Amendments to the Meat Inspection Regulation were made by the government to make new opportunities for Alberta’s livestock sector.
The press release this summer stated the amendments will “cut red tape and provide Albertans with greater access to locally produced meat while maintaining food safety.”
Stewart Staudinger, co-owner of The Ranch Gate Market and bison rancher, described the amendments as “smoke and mirrors” in a recent phone call.
He explained the animal must go to one buyer in its entirety for it to qualify, but most buyers only want a quarter or a half.
Purchasing less than a whole animal puts the sale back to the old Provincial slaughter plan system.

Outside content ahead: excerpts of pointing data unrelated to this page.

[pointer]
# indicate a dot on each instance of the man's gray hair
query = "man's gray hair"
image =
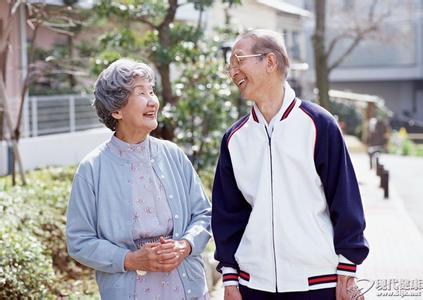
(267, 41)
(114, 85)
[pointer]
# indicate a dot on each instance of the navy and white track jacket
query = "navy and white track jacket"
(287, 212)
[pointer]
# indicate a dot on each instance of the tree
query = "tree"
(354, 28)
(160, 38)
(60, 19)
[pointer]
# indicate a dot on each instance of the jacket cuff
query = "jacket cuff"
(229, 276)
(346, 267)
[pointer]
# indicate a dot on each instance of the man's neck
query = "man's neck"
(272, 102)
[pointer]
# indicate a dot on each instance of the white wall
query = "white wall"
(56, 149)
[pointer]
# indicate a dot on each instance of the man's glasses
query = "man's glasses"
(239, 61)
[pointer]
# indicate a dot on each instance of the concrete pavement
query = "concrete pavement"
(394, 267)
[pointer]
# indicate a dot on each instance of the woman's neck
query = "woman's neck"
(130, 138)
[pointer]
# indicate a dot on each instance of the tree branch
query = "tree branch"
(335, 40)
(360, 35)
(170, 15)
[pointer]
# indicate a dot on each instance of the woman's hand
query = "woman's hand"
(179, 250)
(158, 257)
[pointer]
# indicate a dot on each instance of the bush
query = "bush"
(34, 258)
(26, 268)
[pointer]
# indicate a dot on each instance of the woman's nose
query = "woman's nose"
(153, 101)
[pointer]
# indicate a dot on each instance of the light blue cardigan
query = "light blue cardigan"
(99, 217)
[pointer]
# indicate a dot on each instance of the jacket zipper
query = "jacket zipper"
(273, 218)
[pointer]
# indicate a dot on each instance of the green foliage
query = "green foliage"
(205, 107)
(401, 144)
(33, 256)
(25, 269)
(348, 115)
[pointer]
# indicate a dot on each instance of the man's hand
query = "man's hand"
(232, 293)
(346, 289)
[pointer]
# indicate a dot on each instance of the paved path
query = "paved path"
(396, 245)
(406, 174)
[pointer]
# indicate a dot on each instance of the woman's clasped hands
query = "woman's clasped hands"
(163, 256)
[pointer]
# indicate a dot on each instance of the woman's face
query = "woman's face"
(139, 115)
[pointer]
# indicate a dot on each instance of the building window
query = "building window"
(295, 47)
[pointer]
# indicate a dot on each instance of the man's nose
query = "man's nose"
(153, 101)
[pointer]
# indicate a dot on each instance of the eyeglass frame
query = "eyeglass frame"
(229, 66)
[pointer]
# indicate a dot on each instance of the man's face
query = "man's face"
(247, 69)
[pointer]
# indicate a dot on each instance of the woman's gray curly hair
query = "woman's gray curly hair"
(114, 85)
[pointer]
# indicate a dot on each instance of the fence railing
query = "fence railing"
(45, 115)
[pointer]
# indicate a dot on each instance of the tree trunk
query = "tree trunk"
(9, 123)
(320, 55)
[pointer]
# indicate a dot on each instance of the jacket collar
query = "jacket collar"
(287, 106)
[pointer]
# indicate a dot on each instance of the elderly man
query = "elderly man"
(287, 215)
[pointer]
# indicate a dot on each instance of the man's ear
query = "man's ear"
(271, 62)
(117, 115)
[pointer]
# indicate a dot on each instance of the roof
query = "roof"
(286, 7)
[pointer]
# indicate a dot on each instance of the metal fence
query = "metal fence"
(45, 115)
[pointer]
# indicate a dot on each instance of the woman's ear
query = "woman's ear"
(117, 115)
(271, 63)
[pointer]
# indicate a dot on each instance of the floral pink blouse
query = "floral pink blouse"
(151, 218)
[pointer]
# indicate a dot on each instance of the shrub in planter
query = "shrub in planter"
(25, 271)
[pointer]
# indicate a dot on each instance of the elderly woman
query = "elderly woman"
(137, 212)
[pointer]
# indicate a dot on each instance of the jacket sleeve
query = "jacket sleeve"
(336, 172)
(198, 230)
(82, 240)
(230, 214)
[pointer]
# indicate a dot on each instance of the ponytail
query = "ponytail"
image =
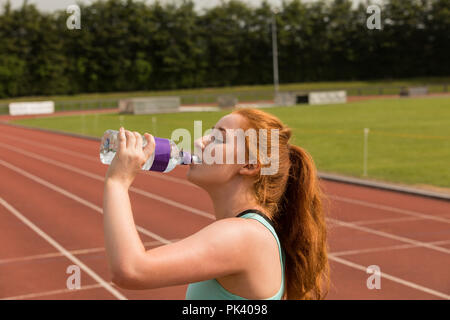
(302, 229)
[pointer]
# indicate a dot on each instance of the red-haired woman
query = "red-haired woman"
(269, 240)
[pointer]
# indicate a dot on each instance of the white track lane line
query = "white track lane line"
(391, 277)
(101, 178)
(182, 181)
(160, 198)
(407, 283)
(61, 249)
(74, 252)
(97, 160)
(75, 197)
(48, 293)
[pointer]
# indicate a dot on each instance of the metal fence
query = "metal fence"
(242, 96)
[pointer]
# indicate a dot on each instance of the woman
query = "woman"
(269, 237)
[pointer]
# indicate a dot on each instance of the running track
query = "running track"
(50, 218)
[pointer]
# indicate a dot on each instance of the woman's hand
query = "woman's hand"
(130, 157)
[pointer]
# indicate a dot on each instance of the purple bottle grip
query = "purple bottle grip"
(162, 155)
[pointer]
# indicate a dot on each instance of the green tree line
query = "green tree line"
(126, 45)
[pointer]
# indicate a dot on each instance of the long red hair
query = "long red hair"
(293, 198)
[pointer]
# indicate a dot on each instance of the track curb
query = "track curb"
(322, 175)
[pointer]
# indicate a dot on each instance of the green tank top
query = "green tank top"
(213, 290)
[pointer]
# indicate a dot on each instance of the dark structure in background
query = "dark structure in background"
(130, 46)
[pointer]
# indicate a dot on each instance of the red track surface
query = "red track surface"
(55, 182)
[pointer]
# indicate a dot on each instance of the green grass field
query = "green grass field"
(409, 139)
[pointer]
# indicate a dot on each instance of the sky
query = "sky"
(51, 5)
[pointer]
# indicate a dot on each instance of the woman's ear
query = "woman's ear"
(250, 169)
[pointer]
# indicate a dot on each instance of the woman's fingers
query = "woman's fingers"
(150, 147)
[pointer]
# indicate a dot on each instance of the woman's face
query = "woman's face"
(218, 147)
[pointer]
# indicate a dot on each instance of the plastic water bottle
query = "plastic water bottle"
(164, 159)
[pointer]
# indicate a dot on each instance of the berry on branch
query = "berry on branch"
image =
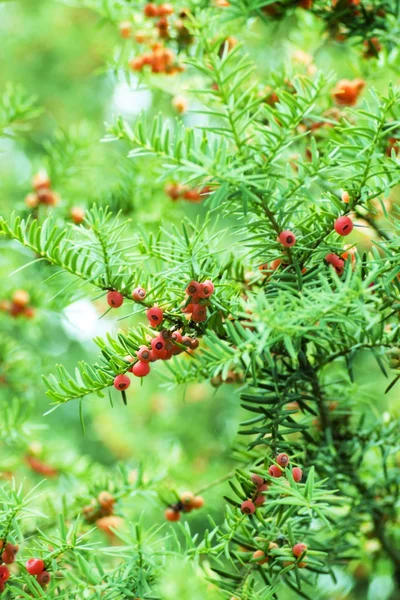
(115, 299)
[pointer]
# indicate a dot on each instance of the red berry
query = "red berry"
(155, 316)
(43, 578)
(247, 507)
(299, 549)
(122, 382)
(115, 299)
(143, 354)
(287, 238)
(139, 294)
(166, 9)
(260, 557)
(141, 369)
(158, 346)
(192, 195)
(176, 336)
(199, 313)
(259, 500)
(257, 480)
(297, 474)
(172, 515)
(188, 308)
(206, 289)
(343, 225)
(275, 471)
(193, 288)
(282, 459)
(34, 566)
(336, 262)
(150, 10)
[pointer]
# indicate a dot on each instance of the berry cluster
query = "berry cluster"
(160, 59)
(298, 550)
(197, 302)
(169, 342)
(19, 305)
(42, 194)
(36, 567)
(176, 192)
(249, 506)
(9, 552)
(187, 502)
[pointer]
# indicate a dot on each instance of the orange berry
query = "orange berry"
(20, 298)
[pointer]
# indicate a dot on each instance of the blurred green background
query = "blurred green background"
(62, 54)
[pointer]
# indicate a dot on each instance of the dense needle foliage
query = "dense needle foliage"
(241, 233)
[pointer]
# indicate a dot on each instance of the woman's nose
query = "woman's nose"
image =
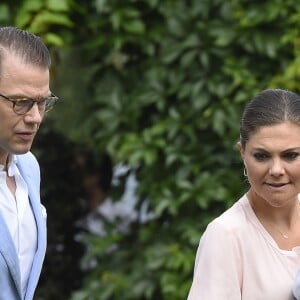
(276, 167)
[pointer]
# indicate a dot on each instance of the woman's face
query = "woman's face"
(272, 161)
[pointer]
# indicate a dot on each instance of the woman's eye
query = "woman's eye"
(261, 156)
(291, 155)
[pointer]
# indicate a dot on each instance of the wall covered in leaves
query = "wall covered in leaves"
(159, 86)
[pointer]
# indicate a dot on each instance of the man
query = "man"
(25, 97)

“The only restriction was that the person they sold it to had to own it for 30 days before they could butcher it and use a mobile butcher to butcher it, all this means now is that the 30 day waiting period has disappeared,” said Staudinger.
“I think a lot of [producers] will stick to the old system because they don’t do enough of that kind of business,” he added. “No one makes a living doing that kind of business, it’s something you do on the side.”
He says that type of sale is done to help family, friends or a neighbour who wants to buy bulk, and those sales will continue as the amendments don’t stop people from being able to operate under the old system.
The sales from Staudinger’s ranch are done mostly through his store and the commercial market and says the changes will have no impact on business at the store.
Additional licensing must be applied for to operate under the new system and Staudinger says the return on the investment wouldn’t be there enough for him to apply for his own ranch.
On the other hand, he says the new system gives those raising elk more flexibility.
“… It gives them an option they haven’t previously had because they didn’t have the same ability to market, even with the 30 day waiting,” Staudinger said.
In addition to the changes increasing licensing options for purchase direct from the farm with onsite slaughter for personal consumption the press release states video for pre-slaughter inspections will be allowed in emergency situations.
“Abattoirs won’t have to wait for an appointed inspector to arrive in person on-farm to perform an inspection if animal welfare is at stake,” reads the July 29 release.
Allowing provincially licensed meat facilities to salvage and sell by-products also comes in the modernized Alberta’s Meat Inspection Regulations resulting in abattoirs being able to expand into markets which use meat by-products for human consumption, pet food and wildlife bait.